Packing up and leaving: Tips for military families moving to new bases
ANCHORAGE, Alaska (KTUU) - The summer break for many military families means it is also time to say goodbye to their current community and prepare to transfer to a new base. Each year, over 400,000 service members make a permanent change of station (PCS) at some point during the year.
“And it’s when military families get orders and the service member actually changes jobs,” MaryBeth Goodman, the director at the Steven A. Cohen Military Family Clinic, said. “But the whole family follows on and so this is when kiddos change schools, spouses change jobs, families change homes, residency, voting status, medical facilities. And all of the things that come along with a move.”
It’s a reality Goodman has experienced numerous times throughout her life. During her husband’s roughly 25-year career in the military, Goodman has moved her family over 14 times, around once every two to three years.
“It is always been an adventure. No matter if it was a good adventure or a bad adventure. We always looked at it as an adventure,” Goodman said. “Something to learn, some memories to take away. I’m a firm believer that life is what you make of it, and if you know things are going to be miserable, chances are they are going to be.”
Goodman said her family found ways to create certain traditions during their travels, such as finding a hotel that had a pool or providing gifts in the car.
“We had this silly tradition called the ‘PCS fairy’ and we would hide little gifts all over the car that kids would find,” Goodman said.
However, the PCS process can be a stressful time, Goodman said. Having everything change with no control can increase that stress level. Each base offers resources for families, like military and family readiness centers, which can help provide financial resources and new housing.
Additionally, Goodman recommends that families connect with their local chamber of commerce, which can help with adults looking for a job and setting up new utilities. She recommends that people immerse themselves in the community. Joining Facebook groups, she said, is a way for people to see what is going on in their community and be active participants.

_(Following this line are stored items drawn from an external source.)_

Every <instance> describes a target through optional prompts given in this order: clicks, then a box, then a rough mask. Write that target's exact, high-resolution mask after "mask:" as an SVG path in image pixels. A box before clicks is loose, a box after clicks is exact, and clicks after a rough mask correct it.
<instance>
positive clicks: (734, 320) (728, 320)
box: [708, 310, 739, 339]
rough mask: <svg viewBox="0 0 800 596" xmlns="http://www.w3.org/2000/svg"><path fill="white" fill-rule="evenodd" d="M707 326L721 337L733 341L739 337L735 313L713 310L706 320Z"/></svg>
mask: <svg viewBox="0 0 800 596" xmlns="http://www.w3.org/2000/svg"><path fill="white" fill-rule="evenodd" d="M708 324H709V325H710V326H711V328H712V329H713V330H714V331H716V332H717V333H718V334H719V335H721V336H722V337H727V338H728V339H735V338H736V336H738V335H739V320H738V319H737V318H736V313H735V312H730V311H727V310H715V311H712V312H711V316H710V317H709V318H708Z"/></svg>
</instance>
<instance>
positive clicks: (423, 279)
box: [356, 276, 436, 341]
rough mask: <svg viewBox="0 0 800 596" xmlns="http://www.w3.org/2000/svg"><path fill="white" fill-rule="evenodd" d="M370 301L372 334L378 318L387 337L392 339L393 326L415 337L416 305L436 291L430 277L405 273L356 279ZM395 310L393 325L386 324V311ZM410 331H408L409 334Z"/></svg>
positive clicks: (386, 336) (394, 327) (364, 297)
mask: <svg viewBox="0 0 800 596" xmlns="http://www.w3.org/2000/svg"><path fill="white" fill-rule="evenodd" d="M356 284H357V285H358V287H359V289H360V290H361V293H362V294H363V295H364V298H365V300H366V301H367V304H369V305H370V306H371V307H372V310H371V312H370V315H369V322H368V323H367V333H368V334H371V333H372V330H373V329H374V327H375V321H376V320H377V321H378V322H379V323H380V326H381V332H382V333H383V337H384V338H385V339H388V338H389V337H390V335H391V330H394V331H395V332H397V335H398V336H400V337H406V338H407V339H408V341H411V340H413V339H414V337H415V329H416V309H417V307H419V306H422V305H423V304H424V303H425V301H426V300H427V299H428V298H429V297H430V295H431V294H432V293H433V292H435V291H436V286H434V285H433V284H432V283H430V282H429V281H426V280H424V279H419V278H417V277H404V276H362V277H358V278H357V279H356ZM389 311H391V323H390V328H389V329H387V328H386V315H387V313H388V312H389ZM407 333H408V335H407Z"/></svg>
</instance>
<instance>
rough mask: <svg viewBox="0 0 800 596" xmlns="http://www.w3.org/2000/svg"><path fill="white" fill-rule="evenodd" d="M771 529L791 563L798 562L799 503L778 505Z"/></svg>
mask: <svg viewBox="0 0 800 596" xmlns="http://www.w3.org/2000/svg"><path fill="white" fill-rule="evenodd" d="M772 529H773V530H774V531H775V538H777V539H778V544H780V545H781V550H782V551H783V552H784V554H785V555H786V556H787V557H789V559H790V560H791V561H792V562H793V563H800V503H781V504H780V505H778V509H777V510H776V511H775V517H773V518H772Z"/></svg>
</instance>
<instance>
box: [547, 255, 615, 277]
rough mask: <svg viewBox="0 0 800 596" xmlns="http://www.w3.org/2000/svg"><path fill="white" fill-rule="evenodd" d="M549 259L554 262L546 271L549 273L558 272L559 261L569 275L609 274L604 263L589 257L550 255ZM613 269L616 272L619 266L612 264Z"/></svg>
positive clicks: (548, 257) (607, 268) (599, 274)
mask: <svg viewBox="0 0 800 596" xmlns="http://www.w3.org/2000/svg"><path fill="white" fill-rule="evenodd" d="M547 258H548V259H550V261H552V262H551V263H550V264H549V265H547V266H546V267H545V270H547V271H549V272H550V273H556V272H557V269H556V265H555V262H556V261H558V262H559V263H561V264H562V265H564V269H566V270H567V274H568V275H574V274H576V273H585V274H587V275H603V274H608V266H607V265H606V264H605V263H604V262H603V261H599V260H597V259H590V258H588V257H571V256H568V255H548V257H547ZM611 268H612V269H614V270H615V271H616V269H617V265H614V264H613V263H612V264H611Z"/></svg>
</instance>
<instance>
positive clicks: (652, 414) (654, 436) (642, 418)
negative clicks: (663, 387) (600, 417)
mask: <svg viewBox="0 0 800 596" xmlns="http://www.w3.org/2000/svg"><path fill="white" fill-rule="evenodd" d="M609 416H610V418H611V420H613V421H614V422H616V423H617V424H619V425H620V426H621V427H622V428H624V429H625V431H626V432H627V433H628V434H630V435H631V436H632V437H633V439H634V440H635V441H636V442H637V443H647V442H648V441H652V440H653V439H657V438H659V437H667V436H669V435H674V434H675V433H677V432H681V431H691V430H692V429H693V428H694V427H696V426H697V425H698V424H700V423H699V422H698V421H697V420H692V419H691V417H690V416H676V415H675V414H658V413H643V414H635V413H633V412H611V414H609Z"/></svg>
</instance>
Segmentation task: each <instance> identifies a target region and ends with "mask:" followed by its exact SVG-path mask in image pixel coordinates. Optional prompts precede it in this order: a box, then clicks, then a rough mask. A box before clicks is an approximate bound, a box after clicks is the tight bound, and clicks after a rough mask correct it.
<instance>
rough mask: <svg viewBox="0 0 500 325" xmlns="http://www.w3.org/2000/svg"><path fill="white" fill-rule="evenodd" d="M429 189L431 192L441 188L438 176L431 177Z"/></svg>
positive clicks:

During the move, parents can help ease their child’s stress during the transition process by giving them as much information as possible.
“Helping kids know that they do have some control. It might be as simple as: ‘You can pack one suitcase,’ or, ‘What pillow do you want to have in the car with you?” Goodman said.
Additionally, she said adults should be prepared to be ultra-communicative. She said creating a checklist of things that need to be done can help during the moving process.
“So that you know, what you should be accomplishing, what you have accomplished, and what is yet to come,” Goodman said.